User Fees and Asset Sales

On this page: Taxation

Background

States charge fees for the use of certain services. These fees are based on the principle that people should pay according to the benefits they receive. In recent years, fees became one of the fastest-growing sources of revenue for state and local governments. However, these fees tend to fall more heavily on lower-income people. In some instances, a failure to pay trivial fees and fines or appear in court to dispute the charges escalates the situation and leads to consequences vastly out of line with the severity of the original misstep. This issue disproportionately affects disadvantaged populations, who often lack understanding of the legal system, are frequently incapable of hiring legal help, and may be unaware of available free resources.

Asset sales represent the privatization of government activity through the sale of public assets such as parks and open spaces. Such sales produce short-term revenue gains but can result in longer-term revenue losses and reduced future public enjoyment of assets.
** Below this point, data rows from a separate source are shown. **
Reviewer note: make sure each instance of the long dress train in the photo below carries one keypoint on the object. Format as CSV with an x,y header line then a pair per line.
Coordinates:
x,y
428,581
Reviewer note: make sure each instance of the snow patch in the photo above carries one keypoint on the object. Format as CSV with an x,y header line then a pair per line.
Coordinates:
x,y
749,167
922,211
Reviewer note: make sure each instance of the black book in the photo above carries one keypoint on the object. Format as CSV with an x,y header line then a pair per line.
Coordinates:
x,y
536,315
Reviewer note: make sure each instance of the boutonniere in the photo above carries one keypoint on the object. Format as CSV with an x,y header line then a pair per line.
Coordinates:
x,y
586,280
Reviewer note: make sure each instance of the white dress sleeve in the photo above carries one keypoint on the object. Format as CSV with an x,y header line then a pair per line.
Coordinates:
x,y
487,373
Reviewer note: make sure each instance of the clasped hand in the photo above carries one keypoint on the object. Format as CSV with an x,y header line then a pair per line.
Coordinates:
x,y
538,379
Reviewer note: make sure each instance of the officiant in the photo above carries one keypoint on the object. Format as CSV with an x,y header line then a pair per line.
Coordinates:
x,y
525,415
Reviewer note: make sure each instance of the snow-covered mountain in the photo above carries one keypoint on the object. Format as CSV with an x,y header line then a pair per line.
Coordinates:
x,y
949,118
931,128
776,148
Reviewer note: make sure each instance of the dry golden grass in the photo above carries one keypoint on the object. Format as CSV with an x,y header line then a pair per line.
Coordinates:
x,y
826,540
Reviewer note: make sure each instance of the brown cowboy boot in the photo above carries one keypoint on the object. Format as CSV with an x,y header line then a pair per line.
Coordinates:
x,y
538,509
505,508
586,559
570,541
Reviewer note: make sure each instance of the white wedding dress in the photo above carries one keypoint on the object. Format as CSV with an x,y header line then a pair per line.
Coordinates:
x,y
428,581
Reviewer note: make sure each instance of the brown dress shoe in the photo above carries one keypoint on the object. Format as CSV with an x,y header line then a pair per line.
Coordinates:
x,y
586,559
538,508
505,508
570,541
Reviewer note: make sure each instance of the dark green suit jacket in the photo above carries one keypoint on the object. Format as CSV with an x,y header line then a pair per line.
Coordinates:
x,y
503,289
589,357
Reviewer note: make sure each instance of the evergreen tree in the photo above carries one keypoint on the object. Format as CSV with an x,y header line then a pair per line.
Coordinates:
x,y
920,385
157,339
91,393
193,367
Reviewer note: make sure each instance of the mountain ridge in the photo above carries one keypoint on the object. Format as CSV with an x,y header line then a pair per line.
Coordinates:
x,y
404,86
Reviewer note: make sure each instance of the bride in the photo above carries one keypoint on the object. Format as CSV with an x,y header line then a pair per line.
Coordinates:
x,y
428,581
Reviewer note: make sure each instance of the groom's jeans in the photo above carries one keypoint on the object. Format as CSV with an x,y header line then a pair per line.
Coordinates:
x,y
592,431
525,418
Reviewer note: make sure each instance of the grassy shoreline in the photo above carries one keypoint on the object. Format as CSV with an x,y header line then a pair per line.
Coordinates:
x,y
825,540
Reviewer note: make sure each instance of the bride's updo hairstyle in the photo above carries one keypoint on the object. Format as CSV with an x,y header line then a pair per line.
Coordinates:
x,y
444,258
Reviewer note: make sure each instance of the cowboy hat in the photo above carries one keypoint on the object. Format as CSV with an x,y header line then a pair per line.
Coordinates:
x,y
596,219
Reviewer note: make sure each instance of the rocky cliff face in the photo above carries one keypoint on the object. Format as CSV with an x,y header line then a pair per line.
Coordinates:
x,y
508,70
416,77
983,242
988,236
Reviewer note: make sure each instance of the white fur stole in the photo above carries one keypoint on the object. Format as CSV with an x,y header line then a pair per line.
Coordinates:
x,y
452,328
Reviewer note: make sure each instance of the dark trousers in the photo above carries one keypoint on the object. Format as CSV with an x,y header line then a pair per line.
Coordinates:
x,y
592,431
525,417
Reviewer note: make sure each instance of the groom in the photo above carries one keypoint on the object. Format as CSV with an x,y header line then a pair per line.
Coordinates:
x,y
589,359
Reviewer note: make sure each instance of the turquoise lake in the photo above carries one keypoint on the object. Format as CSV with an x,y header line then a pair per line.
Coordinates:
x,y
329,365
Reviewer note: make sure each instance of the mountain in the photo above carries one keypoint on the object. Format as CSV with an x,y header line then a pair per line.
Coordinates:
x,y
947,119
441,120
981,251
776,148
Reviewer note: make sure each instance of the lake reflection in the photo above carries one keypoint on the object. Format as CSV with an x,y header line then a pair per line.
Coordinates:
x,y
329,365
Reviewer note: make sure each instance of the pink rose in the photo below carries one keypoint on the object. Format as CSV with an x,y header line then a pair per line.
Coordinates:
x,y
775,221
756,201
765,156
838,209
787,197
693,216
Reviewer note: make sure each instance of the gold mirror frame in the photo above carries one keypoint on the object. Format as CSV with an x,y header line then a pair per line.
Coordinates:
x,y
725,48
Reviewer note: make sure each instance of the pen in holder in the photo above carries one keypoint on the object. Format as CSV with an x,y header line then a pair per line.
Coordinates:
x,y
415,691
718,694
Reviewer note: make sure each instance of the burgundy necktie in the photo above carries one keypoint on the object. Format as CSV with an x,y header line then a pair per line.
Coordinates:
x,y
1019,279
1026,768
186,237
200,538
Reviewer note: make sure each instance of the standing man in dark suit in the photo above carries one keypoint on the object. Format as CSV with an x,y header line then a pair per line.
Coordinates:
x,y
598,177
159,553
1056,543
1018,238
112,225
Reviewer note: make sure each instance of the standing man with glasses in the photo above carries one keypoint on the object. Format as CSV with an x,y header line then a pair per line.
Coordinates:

State and local governments also levy utility taxes and a variety of user fees, including road tolls and fees for vehicle registration, park admission, and various permits. User fees may have great potential in the infrastructure area; they could be a source of funds for the maintenance and repair of roadways and utility systems.

Another type of fee assessed by states is an impact fee. States may levy impact fees on developers of commercial, industrial, or residential real estate projects to defray some of the public infrastructure costs that such projects entail.

User Fees and Asset Sales: Policy

User fees

In this policy: StateTaxationuser feelow incomeinfrastructure

User fees should not unfairly burden low-income people or unduly limit access to public services.

States should rely on user fees only when they bear a direct relationship to the services received. Charges should take into account the limited ability of low-income people to afford necessary services.

States should consider requiring developers to bear their fair share of development costs by funding infrastructure improvements, paying impact fees, or contributing to housing construction.

Asset sales

In this policy: StateTaxationasset

Public assets should not be sold to raise revenue if the sale would sacrifice valuable and efficient capital resources that serve important national and regional purposes and would harm the common interests of present and future generations.